The greater the stakes, the greater the performance from Novak Djokovic. This has always been one of the key pillars of Djokovic’s success as he has swept up all of the significant titles in sight so many times over, and it has also been perfectly demonstrated throughout another triumphant week in Turin.
Five days after Jannik Sinner played some of his best tennis to edge past Djokovic after three exhausting hours in their round-robin battle, Djokovic simply elevated his level to heights that Sinner could not match as he routinely defeated the Italian 6-3, 6-3 to win the ATP Finals title.
At this point in Djokovic’s career, almost every triumph comes with another record. The Serb has now won seven ATP Finals titles, breaking his tie with Roger Federer. He continues to head towards his own century with 98 titles, a distinction only achieved by Jimmy Connors (109) and Federer (103) in the men’s game. On Monday, Djokovic will enjoy a ridiculous 400th week at world No 1, now 90 weeks greater than Federer in second place.
Throughout this season, Djokovic has frequently made it clear that the biggest tournaments were his priority, an ethos he has faithfully lived up to: Djokovic has won four of the five biggest titles this year – the Australian Open, French Open, US Open and ATP Finals – with only an inspirational performance from Carlos Alcaraz at Wimbledon stopping him having it all. He finishes the ATP season with seven titles and a handsome 55-6 win-loss record.
Djokovic arrived in the final after already producing one statement performance against a youngster, Alcaraz in the semi-final, dropping just five games to his closest adversary. Less than 24 hours later, Djokovic simply picked up where he left off.

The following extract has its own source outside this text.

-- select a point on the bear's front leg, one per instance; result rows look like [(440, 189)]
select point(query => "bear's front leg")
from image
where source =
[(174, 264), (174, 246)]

The improvements that Sinner has made to his serve have rightfully garnered significant attention over the past few months and particularly this week, yet it was Djokovic’s serve that dominated throughout, again showing how the shot has transformed in recent years. He served spotlessly, slamming down seven aces in the opening set and conceding just two points on his serve against one of the best returners until he led 6-3, 3-2.
Similarly, Sinner is known as one of the biggest, cleanest hitters in the world and Djokovic is still sometimes categorised as a defence-first player, yet the reigning champion started the match demolishing forehands, another significant adjustment he has made in the latter part of his career. After four games, and with the decisive break secured, Djokovic’s average forehand speed read 86mph compared to Sinner at 74mph. Djokovic suffocated the Italian with his depth, his sharp direction changes and his relentless, clean ball-striking.
What on earth can you do when the best returner and defender of all time is also out-serving and outhitting you? As Djokovic’s game flowed towards the end of the first set, he won 14 points in a row to establish a set and a break lead as he hunted a second break.
Still, Sinner fought hard. Down 0-2 and 0-30 on his serve, Sinner did incredibly well to survive another break point in a lengthy deuce game and somehow keep himself in the match. Moments later, Djokovic responded by slamming down three aces, an unreturnable serve and holding to love in a minute.
His failure to take his chances on Sinner’s service games led to a nervous final few games, with Djokovic trailing 15-40 and 0-30 in consecutive games. Each time the contest could have become more complicated, though, Djokovic methodically recovered, he held serve and continued his march towards yet another significant title.
For Sinner, this has been an incredible week as he has further elevated himself among his peers. He has shown that he continues to grow into an increasingly complete player, he has become mentally tougher and he has positioned himself as a clear contender for the biggest tournaments in the year.
The problem for the best young players in the world is that even as they make meaningful strides, so does Djokovic at 36 years old. His commitment to working on his craft and continuing to grow as a tennis player, even after all he has achieved, is astounding and the consequences are clear: as Djokovic continues to rack up big titles, so few players have shown that they can stop him.
Meanwhile, Britain’s Joe Salisbury and Rajeev Ram of the US defeated Horacio Zeballos and Marcel Granollers to defend their doubles title at the ATP Finals.